Inglorious Greeks.
We think of the ancient Greek Thucydides as the father of modern history. He wrote a literate, literary History of the Peloponnesian War that relied on sourced evidence, personal experience, and an argument that the study of the past helps us live in the present. He also shaped great orations less as transcriptions of actual speech than as highly curated, rhetorical performances. Waterfield’s new translation of his history makes voices come alive in idiomatic modern English.

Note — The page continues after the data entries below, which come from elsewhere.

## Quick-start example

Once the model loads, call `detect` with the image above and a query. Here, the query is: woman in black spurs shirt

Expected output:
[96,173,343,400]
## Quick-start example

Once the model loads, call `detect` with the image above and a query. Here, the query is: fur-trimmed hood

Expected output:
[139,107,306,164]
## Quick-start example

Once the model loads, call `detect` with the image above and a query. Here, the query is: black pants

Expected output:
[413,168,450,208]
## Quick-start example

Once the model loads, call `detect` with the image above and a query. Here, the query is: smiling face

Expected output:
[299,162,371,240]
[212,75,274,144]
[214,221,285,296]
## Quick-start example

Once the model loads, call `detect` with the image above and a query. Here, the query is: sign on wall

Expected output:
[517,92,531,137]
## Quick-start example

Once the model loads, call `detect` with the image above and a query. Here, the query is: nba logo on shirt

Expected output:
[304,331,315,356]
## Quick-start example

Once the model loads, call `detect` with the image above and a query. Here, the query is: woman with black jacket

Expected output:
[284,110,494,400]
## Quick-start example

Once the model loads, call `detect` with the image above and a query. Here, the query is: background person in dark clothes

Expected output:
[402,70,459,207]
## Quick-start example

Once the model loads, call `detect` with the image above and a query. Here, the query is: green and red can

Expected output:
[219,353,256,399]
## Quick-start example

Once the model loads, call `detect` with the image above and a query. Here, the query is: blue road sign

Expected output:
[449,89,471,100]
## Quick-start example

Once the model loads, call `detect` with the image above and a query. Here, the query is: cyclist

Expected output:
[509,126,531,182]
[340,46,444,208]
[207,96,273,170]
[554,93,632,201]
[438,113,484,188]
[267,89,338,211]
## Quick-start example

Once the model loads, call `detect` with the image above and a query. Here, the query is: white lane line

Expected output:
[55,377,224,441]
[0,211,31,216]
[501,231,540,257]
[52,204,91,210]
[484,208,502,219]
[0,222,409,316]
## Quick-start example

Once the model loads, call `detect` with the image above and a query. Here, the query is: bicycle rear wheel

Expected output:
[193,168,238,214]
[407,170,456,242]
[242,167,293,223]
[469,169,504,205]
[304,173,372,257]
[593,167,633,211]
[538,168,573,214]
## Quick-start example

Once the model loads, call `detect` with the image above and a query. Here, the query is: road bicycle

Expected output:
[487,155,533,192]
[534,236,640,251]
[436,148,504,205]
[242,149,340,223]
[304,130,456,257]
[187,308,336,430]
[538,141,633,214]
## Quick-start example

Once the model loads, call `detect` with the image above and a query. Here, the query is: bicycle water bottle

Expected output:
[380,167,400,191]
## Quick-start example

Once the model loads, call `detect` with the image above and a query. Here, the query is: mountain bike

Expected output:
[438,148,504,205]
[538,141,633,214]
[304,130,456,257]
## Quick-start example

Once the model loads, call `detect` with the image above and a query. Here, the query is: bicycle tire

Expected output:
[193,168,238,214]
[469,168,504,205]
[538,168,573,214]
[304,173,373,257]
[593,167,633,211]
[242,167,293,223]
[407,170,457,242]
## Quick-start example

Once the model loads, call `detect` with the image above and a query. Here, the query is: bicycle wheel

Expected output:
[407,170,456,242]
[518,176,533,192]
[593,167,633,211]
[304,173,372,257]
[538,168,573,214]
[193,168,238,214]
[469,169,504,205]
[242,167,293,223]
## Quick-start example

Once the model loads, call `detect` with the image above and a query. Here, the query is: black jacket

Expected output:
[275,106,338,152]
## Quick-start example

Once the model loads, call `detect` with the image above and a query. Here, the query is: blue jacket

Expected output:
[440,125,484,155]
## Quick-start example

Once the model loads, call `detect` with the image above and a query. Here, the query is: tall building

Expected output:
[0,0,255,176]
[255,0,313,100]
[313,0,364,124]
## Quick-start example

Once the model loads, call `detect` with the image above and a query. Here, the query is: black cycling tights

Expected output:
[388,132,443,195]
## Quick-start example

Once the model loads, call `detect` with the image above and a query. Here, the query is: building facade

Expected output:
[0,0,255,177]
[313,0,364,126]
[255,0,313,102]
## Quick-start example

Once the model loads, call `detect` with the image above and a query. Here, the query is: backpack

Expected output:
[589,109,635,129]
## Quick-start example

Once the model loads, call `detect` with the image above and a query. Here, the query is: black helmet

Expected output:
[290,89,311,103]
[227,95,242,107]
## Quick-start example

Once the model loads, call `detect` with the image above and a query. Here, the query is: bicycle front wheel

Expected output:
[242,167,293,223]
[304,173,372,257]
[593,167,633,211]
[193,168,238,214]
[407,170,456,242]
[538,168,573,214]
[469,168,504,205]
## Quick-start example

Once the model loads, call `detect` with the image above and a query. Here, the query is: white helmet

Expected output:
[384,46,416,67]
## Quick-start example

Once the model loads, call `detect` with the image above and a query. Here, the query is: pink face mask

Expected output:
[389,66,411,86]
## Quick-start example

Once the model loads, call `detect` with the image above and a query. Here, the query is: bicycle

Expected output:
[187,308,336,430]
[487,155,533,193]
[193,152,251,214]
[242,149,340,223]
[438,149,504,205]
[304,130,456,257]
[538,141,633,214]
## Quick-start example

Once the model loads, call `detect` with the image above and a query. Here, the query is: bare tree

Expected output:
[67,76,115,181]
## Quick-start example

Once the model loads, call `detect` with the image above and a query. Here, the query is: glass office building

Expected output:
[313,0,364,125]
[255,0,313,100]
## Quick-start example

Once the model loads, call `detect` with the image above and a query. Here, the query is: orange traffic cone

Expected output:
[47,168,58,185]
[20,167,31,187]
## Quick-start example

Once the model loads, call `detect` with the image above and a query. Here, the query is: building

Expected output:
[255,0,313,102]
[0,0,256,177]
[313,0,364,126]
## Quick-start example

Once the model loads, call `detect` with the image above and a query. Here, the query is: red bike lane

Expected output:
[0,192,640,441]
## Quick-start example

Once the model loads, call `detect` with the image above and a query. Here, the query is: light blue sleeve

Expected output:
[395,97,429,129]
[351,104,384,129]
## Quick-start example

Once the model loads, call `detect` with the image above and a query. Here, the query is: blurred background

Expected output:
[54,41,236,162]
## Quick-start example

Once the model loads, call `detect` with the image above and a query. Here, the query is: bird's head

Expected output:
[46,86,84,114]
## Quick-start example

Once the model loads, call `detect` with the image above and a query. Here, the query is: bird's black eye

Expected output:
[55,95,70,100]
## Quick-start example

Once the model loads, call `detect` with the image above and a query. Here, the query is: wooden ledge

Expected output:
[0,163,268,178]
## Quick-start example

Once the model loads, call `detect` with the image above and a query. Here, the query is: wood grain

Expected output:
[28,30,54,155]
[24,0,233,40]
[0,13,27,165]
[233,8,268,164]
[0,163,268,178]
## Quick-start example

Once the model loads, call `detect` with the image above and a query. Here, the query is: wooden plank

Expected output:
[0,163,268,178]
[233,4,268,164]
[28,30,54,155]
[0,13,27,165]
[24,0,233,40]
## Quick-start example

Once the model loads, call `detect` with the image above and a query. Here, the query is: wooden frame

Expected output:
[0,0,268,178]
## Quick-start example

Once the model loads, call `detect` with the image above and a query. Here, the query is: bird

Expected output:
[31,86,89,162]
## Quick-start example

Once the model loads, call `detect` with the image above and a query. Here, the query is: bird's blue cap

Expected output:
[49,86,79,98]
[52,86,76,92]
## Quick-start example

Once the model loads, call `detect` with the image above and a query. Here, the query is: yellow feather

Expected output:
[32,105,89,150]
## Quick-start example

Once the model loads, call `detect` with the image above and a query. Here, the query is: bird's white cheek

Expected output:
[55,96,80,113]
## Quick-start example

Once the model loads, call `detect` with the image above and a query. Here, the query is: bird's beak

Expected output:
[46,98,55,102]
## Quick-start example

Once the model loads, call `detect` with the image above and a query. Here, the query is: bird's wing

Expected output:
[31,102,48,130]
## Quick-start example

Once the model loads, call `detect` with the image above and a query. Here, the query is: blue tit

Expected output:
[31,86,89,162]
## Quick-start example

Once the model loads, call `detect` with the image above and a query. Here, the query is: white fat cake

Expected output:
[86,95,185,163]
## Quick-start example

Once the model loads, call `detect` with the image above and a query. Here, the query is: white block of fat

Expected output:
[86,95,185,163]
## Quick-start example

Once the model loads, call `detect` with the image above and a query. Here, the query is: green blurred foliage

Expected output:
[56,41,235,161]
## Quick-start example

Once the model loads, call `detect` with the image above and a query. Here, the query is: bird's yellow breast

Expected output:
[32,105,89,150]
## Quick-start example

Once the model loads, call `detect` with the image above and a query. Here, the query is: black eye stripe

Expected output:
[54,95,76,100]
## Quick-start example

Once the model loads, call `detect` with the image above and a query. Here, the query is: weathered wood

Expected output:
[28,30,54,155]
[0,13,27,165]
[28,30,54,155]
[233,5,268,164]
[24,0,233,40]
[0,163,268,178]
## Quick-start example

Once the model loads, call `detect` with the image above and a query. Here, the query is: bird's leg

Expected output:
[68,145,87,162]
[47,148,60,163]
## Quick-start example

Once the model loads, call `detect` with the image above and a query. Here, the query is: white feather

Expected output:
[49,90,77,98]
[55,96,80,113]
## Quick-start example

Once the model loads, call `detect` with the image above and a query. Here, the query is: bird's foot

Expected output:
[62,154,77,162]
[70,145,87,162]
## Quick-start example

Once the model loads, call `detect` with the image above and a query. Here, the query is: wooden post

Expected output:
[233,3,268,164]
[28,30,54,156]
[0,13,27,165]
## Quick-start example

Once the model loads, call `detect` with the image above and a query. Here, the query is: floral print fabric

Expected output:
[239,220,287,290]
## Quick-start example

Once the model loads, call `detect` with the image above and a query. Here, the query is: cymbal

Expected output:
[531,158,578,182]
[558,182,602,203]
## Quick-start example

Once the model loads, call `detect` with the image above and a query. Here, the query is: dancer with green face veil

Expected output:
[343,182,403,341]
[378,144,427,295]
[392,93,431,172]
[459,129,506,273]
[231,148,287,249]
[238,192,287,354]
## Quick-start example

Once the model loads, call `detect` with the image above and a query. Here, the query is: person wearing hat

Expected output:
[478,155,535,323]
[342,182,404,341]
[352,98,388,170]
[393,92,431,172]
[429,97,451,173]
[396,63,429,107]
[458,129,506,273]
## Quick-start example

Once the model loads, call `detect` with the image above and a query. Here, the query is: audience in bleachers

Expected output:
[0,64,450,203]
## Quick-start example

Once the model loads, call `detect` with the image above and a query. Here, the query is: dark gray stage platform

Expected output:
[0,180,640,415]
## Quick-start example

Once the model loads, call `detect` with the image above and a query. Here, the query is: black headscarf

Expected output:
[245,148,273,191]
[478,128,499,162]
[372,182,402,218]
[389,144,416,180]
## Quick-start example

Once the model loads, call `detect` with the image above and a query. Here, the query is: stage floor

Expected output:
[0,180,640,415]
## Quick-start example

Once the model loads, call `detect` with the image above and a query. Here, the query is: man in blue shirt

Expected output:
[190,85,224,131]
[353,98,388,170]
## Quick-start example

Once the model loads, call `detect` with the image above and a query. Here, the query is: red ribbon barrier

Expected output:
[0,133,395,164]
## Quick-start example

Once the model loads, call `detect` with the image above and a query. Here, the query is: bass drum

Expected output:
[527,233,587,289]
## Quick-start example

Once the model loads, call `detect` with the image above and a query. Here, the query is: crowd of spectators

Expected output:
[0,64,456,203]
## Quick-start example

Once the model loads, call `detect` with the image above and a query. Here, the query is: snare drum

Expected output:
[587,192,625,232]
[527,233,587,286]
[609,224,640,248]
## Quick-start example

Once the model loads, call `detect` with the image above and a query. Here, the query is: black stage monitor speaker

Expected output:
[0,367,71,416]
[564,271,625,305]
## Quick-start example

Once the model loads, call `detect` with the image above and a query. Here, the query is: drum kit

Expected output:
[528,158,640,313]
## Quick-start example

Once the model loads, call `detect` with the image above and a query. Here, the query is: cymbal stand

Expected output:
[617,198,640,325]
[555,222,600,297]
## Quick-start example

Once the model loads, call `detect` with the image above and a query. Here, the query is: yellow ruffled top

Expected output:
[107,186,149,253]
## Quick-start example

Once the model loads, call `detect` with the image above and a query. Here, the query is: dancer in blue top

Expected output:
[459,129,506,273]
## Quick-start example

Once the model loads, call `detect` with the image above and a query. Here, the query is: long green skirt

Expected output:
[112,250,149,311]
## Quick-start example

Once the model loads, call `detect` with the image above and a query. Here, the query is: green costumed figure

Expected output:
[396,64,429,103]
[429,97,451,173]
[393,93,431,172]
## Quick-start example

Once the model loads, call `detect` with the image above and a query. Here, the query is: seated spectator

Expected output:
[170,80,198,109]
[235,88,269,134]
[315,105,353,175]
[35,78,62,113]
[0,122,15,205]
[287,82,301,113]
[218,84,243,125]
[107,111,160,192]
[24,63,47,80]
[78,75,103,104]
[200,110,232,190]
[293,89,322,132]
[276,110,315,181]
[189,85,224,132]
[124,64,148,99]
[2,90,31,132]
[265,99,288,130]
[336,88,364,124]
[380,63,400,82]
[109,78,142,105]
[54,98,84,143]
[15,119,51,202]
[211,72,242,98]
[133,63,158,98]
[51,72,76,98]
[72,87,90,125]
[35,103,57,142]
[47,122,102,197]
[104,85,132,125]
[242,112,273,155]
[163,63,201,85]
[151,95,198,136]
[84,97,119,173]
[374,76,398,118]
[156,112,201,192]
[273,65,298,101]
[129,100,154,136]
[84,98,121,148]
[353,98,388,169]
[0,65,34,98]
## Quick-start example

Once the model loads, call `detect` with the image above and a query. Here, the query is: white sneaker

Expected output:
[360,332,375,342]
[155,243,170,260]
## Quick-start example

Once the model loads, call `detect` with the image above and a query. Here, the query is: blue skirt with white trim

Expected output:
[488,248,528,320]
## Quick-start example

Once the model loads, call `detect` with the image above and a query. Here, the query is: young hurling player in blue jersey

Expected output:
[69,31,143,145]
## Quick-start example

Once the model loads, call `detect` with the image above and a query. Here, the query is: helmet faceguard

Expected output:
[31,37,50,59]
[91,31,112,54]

Pericles’ famous funeral speech, for example, has a directness that resonates with Lincoln’s Gettysburg Address and with the arching cadences of John F. Kennedy: “When it is by their actions that men have proved their valor we are required to show them honor by our actions.” Pericles comes off as a quotable adviser for our times: “For it isn’t easy to find the right balance in a speech when even people’s grasp of the truth is insecure.” Or take this description of the plague in words all too familiar to us now: “The grimmest aspect of the disease was the despair that afflicted people when they realized they were sick; once they had made up their minds that there was no hope, they were well on the way to giving up without a fight.” Thucydides has been used and reused to justify a range of political positions, from virtuous diplomacy to transactional realpolitik. For readers new to the history, the excellent introduction by Polly Low offers a clear guide to the worlds of Greek politics and power and to the tensions between democracy and oligarchy, revealing an ancient world as fractured, as fraught, and as full of personalities as our own.
A magnificent achievement, making ancient history live in a vernacular for our time.